Rich Stroffolino

Cinestill, Trademarks, and Quality Reporting

In the analog photography world, there’s been a growing rumor mill around efforts by Cinestill to enforce it’s trademarks for its 800T film. If this is a totally foreign world to you, essentially Cinestill made a name for itself selling Kodak cinema film in still photography formats. Anyone could spool Kodak film into canisters before, but Cinestill differentiated with a process to remove a backing that otherwise prevents it from being developed in typical color chemistry.
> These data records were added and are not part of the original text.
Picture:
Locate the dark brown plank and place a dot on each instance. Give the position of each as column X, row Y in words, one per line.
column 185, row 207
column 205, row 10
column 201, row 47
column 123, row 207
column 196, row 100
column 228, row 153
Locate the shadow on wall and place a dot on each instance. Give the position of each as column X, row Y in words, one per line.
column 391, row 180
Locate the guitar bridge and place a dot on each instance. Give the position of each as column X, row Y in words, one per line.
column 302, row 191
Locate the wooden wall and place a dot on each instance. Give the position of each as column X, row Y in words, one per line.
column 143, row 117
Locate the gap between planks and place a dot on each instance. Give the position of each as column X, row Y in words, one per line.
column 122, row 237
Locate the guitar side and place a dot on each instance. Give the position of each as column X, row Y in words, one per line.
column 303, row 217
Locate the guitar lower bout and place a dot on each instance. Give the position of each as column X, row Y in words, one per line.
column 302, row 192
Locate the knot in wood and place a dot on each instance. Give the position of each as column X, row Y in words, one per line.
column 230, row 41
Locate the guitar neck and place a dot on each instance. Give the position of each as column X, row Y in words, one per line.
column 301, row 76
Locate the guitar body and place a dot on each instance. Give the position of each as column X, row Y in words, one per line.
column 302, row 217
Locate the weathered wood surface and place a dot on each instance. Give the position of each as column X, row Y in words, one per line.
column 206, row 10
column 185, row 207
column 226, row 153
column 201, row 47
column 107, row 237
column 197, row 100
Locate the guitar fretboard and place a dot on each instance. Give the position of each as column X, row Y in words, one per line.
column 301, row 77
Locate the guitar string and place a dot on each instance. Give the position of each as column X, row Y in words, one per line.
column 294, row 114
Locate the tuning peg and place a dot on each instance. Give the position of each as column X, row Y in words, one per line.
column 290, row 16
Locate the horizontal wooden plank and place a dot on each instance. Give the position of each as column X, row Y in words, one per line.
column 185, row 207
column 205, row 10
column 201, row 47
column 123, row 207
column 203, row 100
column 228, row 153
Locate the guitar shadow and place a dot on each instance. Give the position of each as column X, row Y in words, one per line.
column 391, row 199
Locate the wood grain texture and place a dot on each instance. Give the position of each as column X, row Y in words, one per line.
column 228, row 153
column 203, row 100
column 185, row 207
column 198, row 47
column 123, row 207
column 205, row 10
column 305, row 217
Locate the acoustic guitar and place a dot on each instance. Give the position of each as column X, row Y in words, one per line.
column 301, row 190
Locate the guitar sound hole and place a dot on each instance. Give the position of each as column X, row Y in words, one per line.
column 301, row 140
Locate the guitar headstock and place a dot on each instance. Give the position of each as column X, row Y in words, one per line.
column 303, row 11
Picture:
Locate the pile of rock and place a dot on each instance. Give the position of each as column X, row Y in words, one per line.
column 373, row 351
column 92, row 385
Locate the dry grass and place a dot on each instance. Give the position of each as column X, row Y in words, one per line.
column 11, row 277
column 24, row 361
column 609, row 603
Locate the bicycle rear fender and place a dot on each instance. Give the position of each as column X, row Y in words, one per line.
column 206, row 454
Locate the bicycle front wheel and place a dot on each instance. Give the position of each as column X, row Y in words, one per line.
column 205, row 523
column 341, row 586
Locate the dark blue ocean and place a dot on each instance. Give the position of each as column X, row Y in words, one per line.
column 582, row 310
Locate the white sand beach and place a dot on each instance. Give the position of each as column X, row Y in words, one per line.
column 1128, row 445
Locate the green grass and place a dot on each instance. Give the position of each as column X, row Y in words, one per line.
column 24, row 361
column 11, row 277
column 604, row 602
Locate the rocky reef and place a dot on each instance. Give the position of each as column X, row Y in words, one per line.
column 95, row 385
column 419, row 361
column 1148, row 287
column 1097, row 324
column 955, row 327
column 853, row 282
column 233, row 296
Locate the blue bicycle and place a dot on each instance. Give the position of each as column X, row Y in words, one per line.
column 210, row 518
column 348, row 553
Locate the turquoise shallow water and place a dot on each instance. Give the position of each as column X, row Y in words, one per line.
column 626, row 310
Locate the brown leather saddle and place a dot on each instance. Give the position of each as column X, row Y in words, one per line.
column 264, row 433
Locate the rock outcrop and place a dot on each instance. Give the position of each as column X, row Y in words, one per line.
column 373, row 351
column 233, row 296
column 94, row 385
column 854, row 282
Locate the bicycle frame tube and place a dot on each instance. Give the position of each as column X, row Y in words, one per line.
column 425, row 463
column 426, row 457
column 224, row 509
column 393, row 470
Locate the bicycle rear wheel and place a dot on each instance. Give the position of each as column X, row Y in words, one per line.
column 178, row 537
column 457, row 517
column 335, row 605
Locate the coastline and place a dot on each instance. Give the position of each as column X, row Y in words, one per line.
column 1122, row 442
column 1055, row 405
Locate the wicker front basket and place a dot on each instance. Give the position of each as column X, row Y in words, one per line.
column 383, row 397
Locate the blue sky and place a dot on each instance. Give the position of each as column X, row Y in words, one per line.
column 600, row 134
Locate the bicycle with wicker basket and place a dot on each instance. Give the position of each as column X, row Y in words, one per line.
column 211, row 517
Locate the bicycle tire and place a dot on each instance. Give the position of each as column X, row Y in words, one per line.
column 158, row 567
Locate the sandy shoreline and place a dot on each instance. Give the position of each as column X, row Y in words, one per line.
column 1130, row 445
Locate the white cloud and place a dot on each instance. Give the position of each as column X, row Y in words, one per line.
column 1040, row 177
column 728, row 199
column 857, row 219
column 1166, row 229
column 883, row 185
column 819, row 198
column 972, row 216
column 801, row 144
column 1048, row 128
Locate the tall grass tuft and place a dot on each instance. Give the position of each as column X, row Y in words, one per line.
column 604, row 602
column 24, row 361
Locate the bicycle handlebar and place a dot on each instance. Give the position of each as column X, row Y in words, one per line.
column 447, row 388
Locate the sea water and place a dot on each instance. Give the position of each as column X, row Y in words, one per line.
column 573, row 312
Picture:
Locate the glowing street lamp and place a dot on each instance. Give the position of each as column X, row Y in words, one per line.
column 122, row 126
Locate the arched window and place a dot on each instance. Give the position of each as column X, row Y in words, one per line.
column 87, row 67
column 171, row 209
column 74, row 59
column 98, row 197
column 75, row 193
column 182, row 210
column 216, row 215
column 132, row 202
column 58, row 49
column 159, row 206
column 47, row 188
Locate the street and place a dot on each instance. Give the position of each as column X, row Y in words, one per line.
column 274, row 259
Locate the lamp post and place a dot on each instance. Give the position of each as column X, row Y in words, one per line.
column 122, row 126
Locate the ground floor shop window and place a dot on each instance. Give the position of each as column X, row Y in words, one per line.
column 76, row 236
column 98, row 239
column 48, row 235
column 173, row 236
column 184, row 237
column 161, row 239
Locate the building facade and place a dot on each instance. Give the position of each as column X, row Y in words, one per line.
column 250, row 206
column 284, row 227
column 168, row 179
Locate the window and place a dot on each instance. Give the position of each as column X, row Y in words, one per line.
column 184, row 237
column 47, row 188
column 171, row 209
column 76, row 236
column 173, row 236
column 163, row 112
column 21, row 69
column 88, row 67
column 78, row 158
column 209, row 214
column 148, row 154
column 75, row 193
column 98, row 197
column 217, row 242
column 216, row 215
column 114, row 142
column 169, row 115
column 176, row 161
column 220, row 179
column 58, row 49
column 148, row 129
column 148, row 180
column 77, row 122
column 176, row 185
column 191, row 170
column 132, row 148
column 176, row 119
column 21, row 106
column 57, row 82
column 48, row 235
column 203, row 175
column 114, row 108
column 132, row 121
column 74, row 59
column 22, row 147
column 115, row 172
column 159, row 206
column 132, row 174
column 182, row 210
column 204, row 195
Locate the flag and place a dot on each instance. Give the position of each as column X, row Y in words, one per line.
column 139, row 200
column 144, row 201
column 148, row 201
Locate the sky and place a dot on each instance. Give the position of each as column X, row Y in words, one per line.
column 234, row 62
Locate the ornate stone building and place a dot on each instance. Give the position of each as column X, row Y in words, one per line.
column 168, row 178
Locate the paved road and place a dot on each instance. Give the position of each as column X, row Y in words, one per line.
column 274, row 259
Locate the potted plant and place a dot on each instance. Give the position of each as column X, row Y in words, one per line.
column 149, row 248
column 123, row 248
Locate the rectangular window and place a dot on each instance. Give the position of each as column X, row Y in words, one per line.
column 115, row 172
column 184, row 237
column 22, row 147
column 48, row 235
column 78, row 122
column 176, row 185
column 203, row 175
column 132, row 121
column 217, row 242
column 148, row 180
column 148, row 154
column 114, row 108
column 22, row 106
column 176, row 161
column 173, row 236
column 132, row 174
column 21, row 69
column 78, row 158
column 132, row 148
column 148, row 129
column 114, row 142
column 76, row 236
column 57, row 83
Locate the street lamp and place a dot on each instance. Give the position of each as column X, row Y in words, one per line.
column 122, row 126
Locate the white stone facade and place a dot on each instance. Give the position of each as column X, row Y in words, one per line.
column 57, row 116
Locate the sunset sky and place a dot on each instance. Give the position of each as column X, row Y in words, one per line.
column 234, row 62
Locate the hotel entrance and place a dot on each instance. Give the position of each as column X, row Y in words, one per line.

All the discourse around this fundamentally misunderstood what a trademark is and what legal recourse CInestill could do with it. Luckily Jeremy Gray of PetaPixel actually did reporting on this. He looked into claims from the company CatLABS, got comment from Cinestill and people supposedly impacted by their actions, and provided context for how trademarks actually work (he spoke to lawyers)! It provides level headed stuff like this:

However, the very fact that the trademark application was originally rejected and then approved following additional explanation does not serve to undercut the legitimacy of the trademark itself. No trademark is inherently less legitimate just because it required the filer to provide additional explanation in order to be granted the trademark.

This probably won’t stop people from being mad at Cinestill. I’m fine with people voting with the dollar. But I’m grateful to still get quality reporting in a field as niche as film photography. It can be very insular and lead to a mob mentality on forums with very little regard to facts.